Thursday, October 12, 2006

Hard to Get

First and foremost: i hope that my dilligent blog-buddy will post often during her difficult time. while i can't be there beside her to push and nudge, console and commisurate, i am with her in heart and in hurt. i love you.

now, on to pure drudgery.

i am an open and honest person (for the most part), and ideally, i like the idea of people being open and honest with me (unless it's really painful, then feel free to temper yourself a bit). i've been told that i give too much too soon. then, the mystery and thrill of the hunt are over and men tire and move along. yes?

okay, so, this is the beginning of something new for me. i decided today, well, like 30 minutes ago, that i would now become 'hard to get'.

huh

only i don't know how to do it without coming off as bitchy and, well, not myself. (this is not to say that bitchy is not part of my character makeup).

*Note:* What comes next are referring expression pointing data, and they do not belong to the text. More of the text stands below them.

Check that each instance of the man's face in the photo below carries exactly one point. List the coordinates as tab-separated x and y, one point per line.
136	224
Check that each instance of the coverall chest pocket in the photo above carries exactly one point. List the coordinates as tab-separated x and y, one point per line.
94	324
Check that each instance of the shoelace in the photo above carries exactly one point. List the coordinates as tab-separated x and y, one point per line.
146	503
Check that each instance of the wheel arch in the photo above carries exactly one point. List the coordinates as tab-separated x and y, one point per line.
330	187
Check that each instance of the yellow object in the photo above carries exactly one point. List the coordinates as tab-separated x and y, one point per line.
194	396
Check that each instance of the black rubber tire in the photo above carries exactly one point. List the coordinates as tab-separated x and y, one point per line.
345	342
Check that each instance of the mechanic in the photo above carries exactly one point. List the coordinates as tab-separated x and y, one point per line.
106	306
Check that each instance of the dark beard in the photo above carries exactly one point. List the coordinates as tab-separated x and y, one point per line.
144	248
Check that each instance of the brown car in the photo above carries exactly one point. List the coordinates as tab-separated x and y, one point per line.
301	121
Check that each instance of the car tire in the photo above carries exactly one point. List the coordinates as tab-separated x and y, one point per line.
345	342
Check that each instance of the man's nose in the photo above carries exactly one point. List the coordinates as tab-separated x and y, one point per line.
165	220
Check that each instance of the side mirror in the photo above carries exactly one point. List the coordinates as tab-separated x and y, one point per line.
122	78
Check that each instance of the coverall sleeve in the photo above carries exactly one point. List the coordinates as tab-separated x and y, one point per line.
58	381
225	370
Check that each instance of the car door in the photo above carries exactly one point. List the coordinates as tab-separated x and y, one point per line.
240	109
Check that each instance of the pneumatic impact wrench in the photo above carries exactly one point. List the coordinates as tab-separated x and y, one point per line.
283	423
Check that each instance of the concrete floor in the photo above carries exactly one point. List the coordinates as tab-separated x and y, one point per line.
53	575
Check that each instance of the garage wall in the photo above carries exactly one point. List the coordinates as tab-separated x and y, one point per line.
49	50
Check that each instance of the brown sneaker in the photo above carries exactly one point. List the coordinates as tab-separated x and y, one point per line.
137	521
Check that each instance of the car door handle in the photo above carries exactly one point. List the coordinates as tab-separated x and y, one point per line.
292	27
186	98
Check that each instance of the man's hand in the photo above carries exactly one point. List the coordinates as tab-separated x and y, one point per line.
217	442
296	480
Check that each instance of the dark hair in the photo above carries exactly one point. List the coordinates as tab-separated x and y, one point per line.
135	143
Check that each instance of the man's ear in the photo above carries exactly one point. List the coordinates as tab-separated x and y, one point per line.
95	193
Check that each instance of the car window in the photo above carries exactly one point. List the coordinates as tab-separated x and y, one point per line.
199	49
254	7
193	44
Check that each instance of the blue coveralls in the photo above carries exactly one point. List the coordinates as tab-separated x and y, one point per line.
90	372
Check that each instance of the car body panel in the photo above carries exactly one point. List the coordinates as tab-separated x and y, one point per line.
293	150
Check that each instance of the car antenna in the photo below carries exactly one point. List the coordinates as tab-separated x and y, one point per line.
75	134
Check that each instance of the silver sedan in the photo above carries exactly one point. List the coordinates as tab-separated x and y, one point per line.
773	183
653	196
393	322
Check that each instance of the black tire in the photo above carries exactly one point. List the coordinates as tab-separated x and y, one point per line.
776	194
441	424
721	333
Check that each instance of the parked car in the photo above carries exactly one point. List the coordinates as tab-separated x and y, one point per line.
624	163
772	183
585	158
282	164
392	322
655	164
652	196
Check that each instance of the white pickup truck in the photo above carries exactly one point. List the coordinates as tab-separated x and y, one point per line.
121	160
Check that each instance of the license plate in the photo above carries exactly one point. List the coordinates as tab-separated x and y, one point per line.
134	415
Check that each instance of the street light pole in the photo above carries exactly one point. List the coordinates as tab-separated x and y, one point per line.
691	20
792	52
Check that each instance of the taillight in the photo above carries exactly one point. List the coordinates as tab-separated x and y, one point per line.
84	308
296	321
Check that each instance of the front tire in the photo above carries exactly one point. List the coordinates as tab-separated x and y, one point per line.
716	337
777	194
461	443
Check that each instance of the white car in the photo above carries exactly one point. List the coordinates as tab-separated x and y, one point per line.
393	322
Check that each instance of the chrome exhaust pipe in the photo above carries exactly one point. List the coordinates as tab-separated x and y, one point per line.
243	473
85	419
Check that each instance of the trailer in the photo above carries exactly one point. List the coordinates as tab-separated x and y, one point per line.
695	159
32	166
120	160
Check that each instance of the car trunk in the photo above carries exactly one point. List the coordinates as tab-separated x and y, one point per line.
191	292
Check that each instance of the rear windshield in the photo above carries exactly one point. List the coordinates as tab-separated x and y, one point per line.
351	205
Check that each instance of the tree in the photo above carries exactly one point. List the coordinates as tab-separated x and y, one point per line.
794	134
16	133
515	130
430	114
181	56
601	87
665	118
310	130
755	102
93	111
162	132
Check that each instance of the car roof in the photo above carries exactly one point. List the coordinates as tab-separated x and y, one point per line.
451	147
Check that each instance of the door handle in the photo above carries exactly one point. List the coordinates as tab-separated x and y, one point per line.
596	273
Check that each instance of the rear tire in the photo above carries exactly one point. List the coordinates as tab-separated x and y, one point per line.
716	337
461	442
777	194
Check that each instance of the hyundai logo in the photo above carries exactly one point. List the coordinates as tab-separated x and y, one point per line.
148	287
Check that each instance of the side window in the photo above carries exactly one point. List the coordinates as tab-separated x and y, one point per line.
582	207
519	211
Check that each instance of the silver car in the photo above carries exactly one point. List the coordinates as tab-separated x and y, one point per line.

in short, we went out on two dates, about two weeks ago. yes, i slept with him on both dates. so what. i wanted sex, i got it. emails have been scarce over the last two weeks with gaps that leave me quite questioning. but today, after nothing for several days, i got one. an email that tells me he's in AZ helping a friend and playing. an email that tells me that he'll be back in town on tuesday. an email that asks if i want "to hang out?"

DUH! of course i do. but, would the 'hard to get' girl tell him that? or, would she wait two or three days to get back to him on his email? would she tell him she has plans for tuesday, how's wednesday? would she sleep with him again? (the sex was pretty good).

a mutual friend tells me he's a "player, but not in a mean way". he's a big (handsome) fish in a (very) small pond out here. he likely has his pick of serveral women on any given night. i'm sure he's had sex at least once since we saw each other, and likely left a few girls panting and teased. so, my friend tells me i have to stand out. i have to be less interested. i have to hold back. i have to be hard to get.

so, please advise... how would the hard to get girl respond? because as much as i want to be gotten, i don't want to stray too far from the girl i am. i want desperately to be wanted desperately, for who and how i am and not a game i've played. and i like this guy. in a down to earth way. so, now, more than ever, i don't want to dive in too fast only to crash on the rocks.

3 comments:

Pegan said...

I have never been able to play hard to get. So, I wish I could help.

NWO said...

Hard to get is not a good idea. Hard to use is a good idea. Does that make sense?

It's a primative dance that starts with a strong drumbeat, progresses to the two dancers circling each other, and ends in embrace. Sometimes something is lost by skipping the circling. That's the part where we judge how the other dancer's moves and intentions merge with our own.

Sarah, I just know that you are a wonderful person. Enjoy the moments.

the quiet one said...

testing testing: i'm not a fan of the game playing. i think you're right, hurt often follows.

pegan: you may not have played it, but you have been it. and honey, you do help, you always do.

nwo: wow. that was lovely. i've got the drumbeat down. and i'm always ready for the embrace. i guess i'm a little dodgey on the circling though. thank you for the kind words though. i'll keep you posted on the moments.